Russian President Vladimir Putin doesn’t want to ban rap music, he wants to influence it
- Putin said bans were heavy-handed and suggested an alternative approach
- There has been a spate of concert cancellations by venue owners and local authorities across Russia
Alarmed by the growing popularity of rap among Russian youth, President Vladimir Putin wants cultural leaders to devise a means of controlling, rather than banning, the popular music.
Putin says “if it is impossible to stop, then we must lead it and direct it”.
But Putin said at a St Petersburg meeting with cultural advisers on Saturday that attempts to ban artists from performing will have an adverse effect and bolster their popularity.
Putin noted that “rap is based on three pillars: sex, drugs and protest”.
But he is particularly concerned with drug themes prevalent in rap, saying “this is a path to the degradation of the nation.”

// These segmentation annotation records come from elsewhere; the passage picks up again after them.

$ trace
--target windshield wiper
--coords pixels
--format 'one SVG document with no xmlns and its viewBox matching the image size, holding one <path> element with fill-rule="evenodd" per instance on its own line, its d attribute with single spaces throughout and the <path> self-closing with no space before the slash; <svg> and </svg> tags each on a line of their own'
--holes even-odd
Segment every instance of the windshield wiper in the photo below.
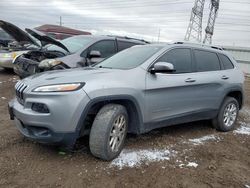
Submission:
<svg viewBox="0 0 250 188">
<path fill-rule="evenodd" d="M 98 66 L 99 68 L 104 68 L 104 69 L 112 69 L 112 67 L 103 67 L 103 66 Z"/>
</svg>

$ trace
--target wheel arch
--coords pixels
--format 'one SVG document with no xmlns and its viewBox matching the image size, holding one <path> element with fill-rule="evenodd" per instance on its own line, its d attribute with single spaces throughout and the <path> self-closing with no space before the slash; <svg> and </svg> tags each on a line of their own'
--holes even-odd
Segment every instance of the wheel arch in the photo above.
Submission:
<svg viewBox="0 0 250 188">
<path fill-rule="evenodd" d="M 79 136 L 88 134 L 88 132 L 85 132 L 88 131 L 87 126 L 92 126 L 92 123 L 90 123 L 91 125 L 88 125 L 86 123 L 87 118 L 91 115 L 95 117 L 95 115 L 104 105 L 110 103 L 121 104 L 127 109 L 129 116 L 129 133 L 139 134 L 143 132 L 142 112 L 137 100 L 130 95 L 115 95 L 97 97 L 90 100 L 90 102 L 83 109 L 83 112 L 77 124 L 76 131 L 79 132 Z"/>
<path fill-rule="evenodd" d="M 244 94 L 242 89 L 231 89 L 229 90 L 226 95 L 224 96 L 223 101 L 226 99 L 226 97 L 233 97 L 235 98 L 238 103 L 239 103 L 239 109 L 242 108 L 243 104 L 244 104 Z"/>
</svg>

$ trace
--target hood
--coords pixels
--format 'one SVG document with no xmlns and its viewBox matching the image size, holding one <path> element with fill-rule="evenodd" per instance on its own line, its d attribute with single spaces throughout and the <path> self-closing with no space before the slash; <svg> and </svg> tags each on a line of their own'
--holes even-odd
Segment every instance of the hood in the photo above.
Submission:
<svg viewBox="0 0 250 188">
<path fill-rule="evenodd" d="M 40 46 L 26 32 L 11 23 L 0 20 L 0 27 L 19 43 Z"/>
<path fill-rule="evenodd" d="M 73 82 L 89 82 L 98 79 L 105 79 L 114 74 L 120 74 L 122 70 L 104 69 L 104 68 L 75 68 L 67 70 L 47 71 L 29 76 L 23 81 L 31 86 L 37 87 L 50 84 L 73 83 Z M 112 76 L 112 77 L 113 77 Z"/>
<path fill-rule="evenodd" d="M 25 31 L 27 31 L 30 35 L 32 35 L 33 37 L 35 37 L 36 39 L 38 39 L 42 46 L 45 46 L 47 44 L 54 44 L 56 46 L 59 46 L 60 48 L 66 50 L 67 52 L 69 52 L 68 48 L 66 46 L 64 46 L 61 42 L 47 36 L 46 34 L 37 31 L 35 29 L 28 29 L 26 28 Z"/>
</svg>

He said “drug propaganda” is worse than cursing.
Putin’s comments come amid a crackdown on contemporary music that evoked Soviet-era censorship of the arts.
Last month, a rapper known as Husky, whose videos have garnered more than 6 million views on YouTube, was arrested after he staged an impromptu performance when his show was shut down in the southern Russian city of Krasnodar.
The 25-year-old rapper, known for his lyrics about poverty, corruption and police brutality, was preparing to take to the stage on November 21 when local prosecutors warned the venue that his act had elements of what they termed “extremism”.
Husky climbed onto a car, surrounded by hundreds of fans, and chanted “I will sing my music, the most honest music!” before he was taken away by police.
His arrest and sentence to 12 days imprisonment led to a public outcry and the rapper was released early, thanks to the intervention of members of the presidential administration.
On November 30, rapper Gone.Fludd announced two concert cancellations, citing pressure from “every police agency you can imagine,” while the popular hip hop artist Allj cancelled his show in the Arctic city of Yakutsk after receiving threats of violence.
Other artists have been affected as well – pop sensation Monetochka and punk band Friendzona were among those who had their concerts shut down by the authorities last month.